WORLD
Moody`s to conclude Italy review within month
Baku, September 17 (AZERTAC). Moody`s Investors Service on Friday said it would finish reviewing Italy`s Aa2 sovereign currency credit rating for possible downgrade within the next month, adding Italy faces a challenging economic and financial environment, Reuters reports.
Moody`s put Italy`s rating on review in June and as the original 90-day review period drew to a close this week, Italian and French bank shares fell sharply on fears of a ratings cut.
The stocks of France`s BNP Paribas and Credit Agricole and Italy`s UniCredit shed 7.0 percent each on Friday even though the overall market was higher for a fourth straight day. Investors fear a downgrade would hurt banks with large holdings of Italian government debt.
Italy, the euro zone`s third largest economy, has been hammered over the past two months by financial markets increasingly concerned by its combination of massive public debt and a stagnant economy.
"In light of the increasingly challenging economic and financial environment and fluid political developments in the euro area, Moody`s is continuing to evaluate Italy`s local and foreign currency bond ratings in the context of the risks identified," the agency said in a statement.
"Moody`s will strive to conclude the review within the next month," it said.
The original Moody`s review in June and a similar review by rival ratings agency Standard and Poor`s helped focus market concern over Italy, which has had one of the world`s slowest growing economies over the past decade.
Moody`s cited structural economic weaknesses such as a rigid labour market, rising debt financing costs and risks to a plan to reduce Italy`s overall debt burden.
As well as slow growth, Italy has one of the largest public debt burdens in the world, equivalent to about 120 percent of gross domestic product.
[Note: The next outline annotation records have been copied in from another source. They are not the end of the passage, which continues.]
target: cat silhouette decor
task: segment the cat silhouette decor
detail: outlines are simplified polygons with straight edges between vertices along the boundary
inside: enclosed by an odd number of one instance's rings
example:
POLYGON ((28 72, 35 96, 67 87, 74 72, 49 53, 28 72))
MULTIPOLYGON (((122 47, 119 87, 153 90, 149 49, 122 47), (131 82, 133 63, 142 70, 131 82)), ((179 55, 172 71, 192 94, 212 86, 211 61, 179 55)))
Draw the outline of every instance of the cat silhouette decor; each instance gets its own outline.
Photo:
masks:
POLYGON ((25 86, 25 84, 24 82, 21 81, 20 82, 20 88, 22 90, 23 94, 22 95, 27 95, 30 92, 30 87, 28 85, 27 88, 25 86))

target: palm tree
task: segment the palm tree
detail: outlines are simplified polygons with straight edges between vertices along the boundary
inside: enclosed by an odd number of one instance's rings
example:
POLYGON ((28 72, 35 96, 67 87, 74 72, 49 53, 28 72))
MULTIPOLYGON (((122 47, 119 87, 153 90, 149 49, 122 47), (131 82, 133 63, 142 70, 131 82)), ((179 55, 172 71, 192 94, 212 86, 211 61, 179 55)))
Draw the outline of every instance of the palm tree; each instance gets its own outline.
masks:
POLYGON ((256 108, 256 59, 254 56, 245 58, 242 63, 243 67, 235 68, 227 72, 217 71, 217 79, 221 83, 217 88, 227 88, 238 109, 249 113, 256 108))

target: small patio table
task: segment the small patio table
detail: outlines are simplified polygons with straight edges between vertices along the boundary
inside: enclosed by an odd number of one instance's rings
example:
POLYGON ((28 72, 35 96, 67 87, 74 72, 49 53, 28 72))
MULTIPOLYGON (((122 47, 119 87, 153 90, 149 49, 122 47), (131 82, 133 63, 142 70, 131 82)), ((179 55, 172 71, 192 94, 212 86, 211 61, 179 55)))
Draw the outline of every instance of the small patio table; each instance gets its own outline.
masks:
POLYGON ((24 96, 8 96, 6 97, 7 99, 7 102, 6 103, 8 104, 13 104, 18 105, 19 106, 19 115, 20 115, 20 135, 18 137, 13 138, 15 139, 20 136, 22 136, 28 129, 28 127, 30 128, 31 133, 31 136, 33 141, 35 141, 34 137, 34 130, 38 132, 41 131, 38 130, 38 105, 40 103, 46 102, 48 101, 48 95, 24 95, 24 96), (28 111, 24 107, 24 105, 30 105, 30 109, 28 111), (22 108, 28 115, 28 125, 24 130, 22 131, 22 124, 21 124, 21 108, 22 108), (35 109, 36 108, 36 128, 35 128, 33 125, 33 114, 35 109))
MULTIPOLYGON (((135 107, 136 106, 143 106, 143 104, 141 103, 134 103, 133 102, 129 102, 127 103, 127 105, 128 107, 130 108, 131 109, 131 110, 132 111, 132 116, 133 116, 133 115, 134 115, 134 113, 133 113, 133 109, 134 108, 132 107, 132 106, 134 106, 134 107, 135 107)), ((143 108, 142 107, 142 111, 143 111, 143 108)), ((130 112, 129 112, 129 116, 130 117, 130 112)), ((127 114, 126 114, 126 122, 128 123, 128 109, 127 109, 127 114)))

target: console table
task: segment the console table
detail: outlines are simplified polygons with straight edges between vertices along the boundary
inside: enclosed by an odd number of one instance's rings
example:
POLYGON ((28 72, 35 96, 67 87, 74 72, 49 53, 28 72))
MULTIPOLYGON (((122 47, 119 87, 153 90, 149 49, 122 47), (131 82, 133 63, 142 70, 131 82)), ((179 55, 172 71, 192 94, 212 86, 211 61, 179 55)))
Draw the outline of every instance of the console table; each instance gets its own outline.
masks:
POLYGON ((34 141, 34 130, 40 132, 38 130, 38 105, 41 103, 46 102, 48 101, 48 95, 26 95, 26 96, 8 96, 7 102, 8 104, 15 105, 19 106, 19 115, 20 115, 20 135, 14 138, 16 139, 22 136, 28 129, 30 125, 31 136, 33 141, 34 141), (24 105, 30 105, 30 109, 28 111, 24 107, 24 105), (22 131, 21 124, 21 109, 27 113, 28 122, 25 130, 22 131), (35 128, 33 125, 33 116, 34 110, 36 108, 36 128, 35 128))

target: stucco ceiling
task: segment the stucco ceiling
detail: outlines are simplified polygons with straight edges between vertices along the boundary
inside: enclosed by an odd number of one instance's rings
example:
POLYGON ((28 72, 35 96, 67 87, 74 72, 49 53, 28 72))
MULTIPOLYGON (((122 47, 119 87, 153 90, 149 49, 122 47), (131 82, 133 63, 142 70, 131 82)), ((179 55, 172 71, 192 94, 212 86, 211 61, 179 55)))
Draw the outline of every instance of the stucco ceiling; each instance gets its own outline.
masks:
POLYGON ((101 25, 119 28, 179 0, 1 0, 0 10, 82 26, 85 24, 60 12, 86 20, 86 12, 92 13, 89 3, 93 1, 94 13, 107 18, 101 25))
After Greece, that is the largest ratio in the 17-country euro zone.
Until last spring, Italy stood largely on the sidelines in the euro zone debt crisis, insulated by a relatively modest budget deficit, a high rate of private savings and a generally conservative financial and banking system.
But while it has not followed Greece, Ireland and Portugal in seeking emergency aid, it has faced sharply increased borrowing costs as debt worries have spurred investors to demand higher returns to buy its government bonds.